PET Degradation
These parts include the wild-type TfCut2 enzyme from Thermobifida fusca, alongside six engineered TfCut2 variants that are designed to enhance PET degradation efficiency.
| BioBrick ID | Name | Type | Category | Function |
|---|---|---|---|---|
| BBa_25JE6FNZ | TfCut2_5ZOA | Cutinase | B | Wild-type TfCut2 cutinase from Thermobifida fusca that hydrolyzes PET by cleaving ester bonds, producing TPA (Furukawa et al., 2019). |
| BBa_25GGFEQS | TfCut2_Variant 1 | Cutinase | B | Mutant G62A/P193H/S197D; targets catalytic triad (H193, S194, D197), with G62A decreasing MHET binding. |
| BBa_25ZBXUY9 | TfCut2_Variant 2 | Cutinase | B | Mutant H77R/D204C/E253C; H77R enhances binding to PET and PBAT, D204C/E253C forms a stabilizing disulfide bridge. |
| BBa_250E9UVZ | TfCut2_Variant 3 | Cutinase | B | Mutant A65H/L90A/I213S; combines LCC-derived and high-efficiency mutations for enhanced degradation. |
| BBa_25JH17Z6 | TfCut2_Variant 4 | Cutinase | B | D12S mutation selected from MutCompute for enhanced stability in non-conserved region. |
| BBa_25WQ5BX1 | TfCut2_Variant 5 | Cutinase | B | T234L mutation, most stabilizing per MutCompute, though located in a conserved region. |
| BBa_25PC5VWY | TfCut2_Variant 6 | Cutinase | B | Multiple stabilizing mutations (excluding conserved residues) to improve thermostability. |
B: Basic
C: Composite
Cellulose Degradation
This system includes three cellulases, BsEglS (endoglucanase) from B. subtilis and BhBglA (β-glucosidase) from B. halodurans, both selected from TU Dresden’s 2024 project for their high glucose yields, along with CfCbhA (exoglucanase) from C. fimi.

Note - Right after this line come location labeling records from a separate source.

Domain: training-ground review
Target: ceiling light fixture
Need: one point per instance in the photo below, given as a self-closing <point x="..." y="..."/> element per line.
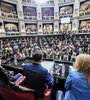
<point x="40" y="1"/>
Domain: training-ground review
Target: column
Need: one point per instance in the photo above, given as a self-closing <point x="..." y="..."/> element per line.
<point x="21" y="17"/>
<point x="56" y="16"/>
<point x="1" y="23"/>
<point x="39" y="18"/>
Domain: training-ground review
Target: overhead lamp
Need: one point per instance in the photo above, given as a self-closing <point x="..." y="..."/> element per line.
<point x="41" y="1"/>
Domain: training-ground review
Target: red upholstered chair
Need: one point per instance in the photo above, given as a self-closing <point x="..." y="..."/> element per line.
<point x="9" y="94"/>
<point x="47" y="92"/>
<point x="10" y="91"/>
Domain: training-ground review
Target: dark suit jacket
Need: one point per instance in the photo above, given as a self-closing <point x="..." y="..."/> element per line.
<point x="37" y="78"/>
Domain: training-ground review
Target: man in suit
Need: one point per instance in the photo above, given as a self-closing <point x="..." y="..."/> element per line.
<point x="37" y="77"/>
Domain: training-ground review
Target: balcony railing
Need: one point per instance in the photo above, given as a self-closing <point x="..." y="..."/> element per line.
<point x="30" y="17"/>
<point x="48" y="17"/>
<point x="65" y="1"/>
<point x="10" y="15"/>
<point x="68" y="15"/>
<point x="29" y="1"/>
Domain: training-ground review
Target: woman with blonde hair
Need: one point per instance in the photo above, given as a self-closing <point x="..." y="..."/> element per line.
<point x="78" y="81"/>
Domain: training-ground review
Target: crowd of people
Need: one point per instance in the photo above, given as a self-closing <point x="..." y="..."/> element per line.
<point x="53" y="47"/>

| BioBrick ID | Name | Type | Category | Function |
|---|---|---|---|---|
| BBa_K5117001 | BsEglS | Endoglucanase | B | Cleaves internal β-1,4 glycosidic bonds to generate oligosaccharides, enhancing cellulose accessibility (MacKay et al., 1986). |
| BBa_K5117007 | BhBglA | β-Glucosidase | B | Hydrolyzes terminal β-D-glucosyl residues to release glucose (Naz et al., 2010). |
| BBa_25XGLK8T | CfCbhA | Cellobiohydrolase | B | Hydrolyzes cellulose ends to release cellobiose (Meinke et al., 1994; Liu & Yu, 2012). |
B: Basic
C: Composite
TPA Sensor System
This system uses a TPA-inducible promoter that activates in response to terephthalic acid (TPA), a product of PET degradation, triggering downstream gene expression for biosensing.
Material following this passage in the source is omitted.